その18:会食会場へ
「シェラ、起きて、大丈夫?」
体を激しく揺すられて、ようやくシェラに意識が戻った。装備を着用したまま寝ていたせいか、体の節々に鈍い痛みが走る。
「うーん、なにぃ?」
目を開けると、そこにはレッシュの姿があった。不安げに覗き込んでいたものの、目を開けるとすぐに微笑み返してくる。
「まったく、心配したでしょ? メイドが呼びに来ても反応がないって言うから」
「えっと……なんだっけ」
「まったく。もうすぐ会食が始まる。チャッチャと目を覚まして、しっかり仕事をこなしてもらわないと困るわ」
「あぁ、うん、ごめんなさい……」
寝ぼけ眼で謝りつつ、シェラがふらつきながら立ち上がる。そのままレッシュに連れられて、部屋の外へと出ていった。
弧を描いた廊下を進んでいくと、突き当たりに両開きの扉が姿を現した。レッシュが両手でゆっくりと開くと、中は縦長の部屋だった。
ぶら下がったシャンデリアが、室内全体を照らす。さらに天井はガラス張りで、きらめく星空のようすが伺える。
部屋の中央には、テーブルクロスに身を包んだ縦長のテーブルが、青白い光を放っていた。
すでに集まっている面々が、シェラとレッシュを見やる。戸惑うシェラにレッシュがテーブルの右の長辺を差した。
「シェラフィールさんは、そこに座ってください」
急に丁寧な口調になったレッシュが、空席の一つを指差す。そこがシェラの席なのだろう。
急いで席へと座り、改めて全体を見渡す。
テーブルの長辺部分に、各八人が向かい合って座っている。シェラの横辺りは、予選会場で見たメンバーなので、格部隊のベスト四が固まって座っているらしい。
短辺部分には三席と二席があり、三席のほうは真ん中が空席になっていた。空席の両隣は予選で挨拶をした剣士――フランカーと、赤いローブと黄色の腕輪をつけた魔術師が座っている。おそらく彼が、第二部隊の隊長なのだろう。
二席のほうはレッシュとファリスの姉妹が座っている。ファリスの近くには、ハンターの姿もあった。
「やっぱり来てたんだ……」
ほくそ笑んでいると、ハンターが目を合わせてくる。だが、シェラが反応する前に、目をそらしてしまった。
「どうしたんだろ、仏頂面で」
いろいろ話も聞きたかったが、シェラとハンターの席はかなり離れている。会食後に話をするしかなさそうだ。
「それでは今から、シングマス五世が入場される。ご起立脱帽のうえ、上座に注目してくれ。

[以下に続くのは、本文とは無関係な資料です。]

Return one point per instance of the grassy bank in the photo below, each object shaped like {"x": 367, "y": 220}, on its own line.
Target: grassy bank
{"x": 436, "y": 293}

また、会食中は武具の類にはいっさい触れぬようお願いする」
ファリスの挨拶に合わせて、全員が立ち上がる。ローブを身にまとっていた魔術師も、頭巾を取って顔を露出させた。
シェラも慌てて立ち上がり、空席へと注目する。正直に言うと、こういった堅苦しい場所は苦手だった。必要以上に緊張して、体を萎縮させてしまう。
上座後ろの扉が開き、豪奢な礼服に身を包んだ男性が、姿を現した。レッシュに写真で見せられた男性に間違いない。
今までにもまして、室内の空気に緊張が走る。